Em outra direção, Milla Damasceno transforma a experiência do visitante em parte da obra. Suas fotografias desfocadas são acompanhadas por um espelho, de modo que quem observa acaba se vendo refletido e, ao mesmo tempo, desfazendo a nitidez da foto. “É um jogo de ver e desver, em que o público também se torna parte da imagem”, resume a fotógrafa.

Já o convidado Alisson Lessa, de Lavras Novas, trouxe para a mostra um trabalho já concluído, mas que dialoga fortemente com o tema. Suas imagens, de cores intensas e tons amarelados, evocam a ideia de tempo e memória, sugerindo que desviar também é revisitar o passado e trazê-lo de volta em forma de arte.

Por fim, Eduardo Tropia, único participante presente desde a primeira edição do coletivo, surpreendeu ao unir fotografia e pintura.
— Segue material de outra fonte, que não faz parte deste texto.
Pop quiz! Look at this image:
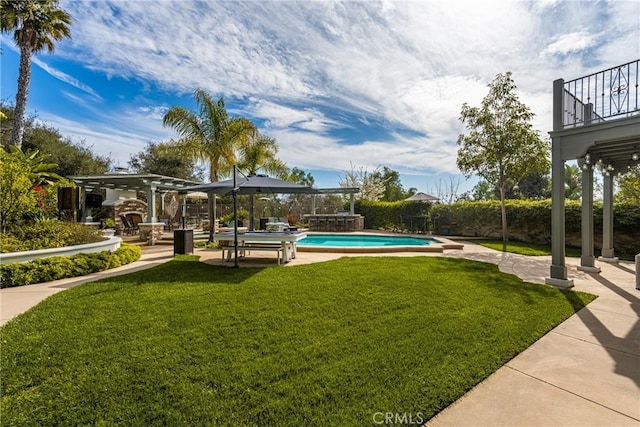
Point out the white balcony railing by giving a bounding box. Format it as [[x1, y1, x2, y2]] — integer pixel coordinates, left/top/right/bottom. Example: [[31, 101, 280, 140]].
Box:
[[562, 59, 640, 128]]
Em sua série, sacadas e perspectivas tradicionais de Ouro Preto aparecem com texturas pictóricas, criando obras híbridas que deslocam o olhar. “Quis experimentar esse desvio, algo que ainda não havia mostrado”, afirma.
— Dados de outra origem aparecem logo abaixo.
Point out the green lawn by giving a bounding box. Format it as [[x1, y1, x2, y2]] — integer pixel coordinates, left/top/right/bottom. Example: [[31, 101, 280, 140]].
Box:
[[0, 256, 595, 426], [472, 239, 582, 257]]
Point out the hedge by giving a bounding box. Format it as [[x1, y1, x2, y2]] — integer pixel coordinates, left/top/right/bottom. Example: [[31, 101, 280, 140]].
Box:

Cada trabalho tem sua autonomia, mas, juntos, compõem um mosaico que traduz bem a proposta do coletivo: usar a fotografia como espaço de liberdade criativa e de reinvenção da cidade.
Representatividade: Ouro Preto no olhar de quem vive a cidade

Mais do que contemplar imagens, a mostra provocou nos visitantes um reconhecimento afetivo: ver sua cidade retratada por artistas locais e convidados. Para muitos, a experiência reforçou a importância de Ouro Preto ser valorizada não apenas como cenário turístico, mas como território vivo, interpretado a partir de diferentes subjetividades.
“Eles se superaram nos trabalhos, diz muito sobre a cidade e todo mundo inovou. Vieram com mais garra esse ano e ano que vem vai ser melhor ainda”, afirmou a moradora Maria Auxiliadora, de 78 anos.
Já para a ouropretana Aidê Deloni, de 84 anos, a proximidade das imagens com seu cotidiano foi o que mais chamou atenção, “Gostei muito, tem coisa perto da minha casa. Acho gostoso ver Ouro Preto assim retratado, é lindo demais.”
O coletivo e os próximos passos
Criado em 2006, o Coletivo Olho de Vidro se consolidou como um dos projetos culturais mais duradouros de Ouro Preto. A cada ano, um tema é proposto e desenvolvido de forma independente por seus integrantes, sem hierarquias ou interferências, garantindo autonomia e diversidade de propostas.
Com quase duas décadas de trajetória, o grupo não apenas promove encontros com a arte contemporânea, mas também constrói uma memória visual da cidade. Ao olha para o futuro, a promessa é de continuidade. “Eu acredito que seja o projeto mais duradouro de Ouro Preto e que a cidade pouco olha, ou que muito olha, mas quem deveria olhar, olha desviando o olhar”, brinca o fotógrafo Eduardo Tropia, presente desde a primeira edição.
A exposição pode ser visitada até 28 de setembro, de segunda a sábado, das 10h às 18h, e aos domingos, das 10h às 14h, no Salão de Exposições da Casa dos Contos, Rua São José, nº 12, Centro, Ouro Preto.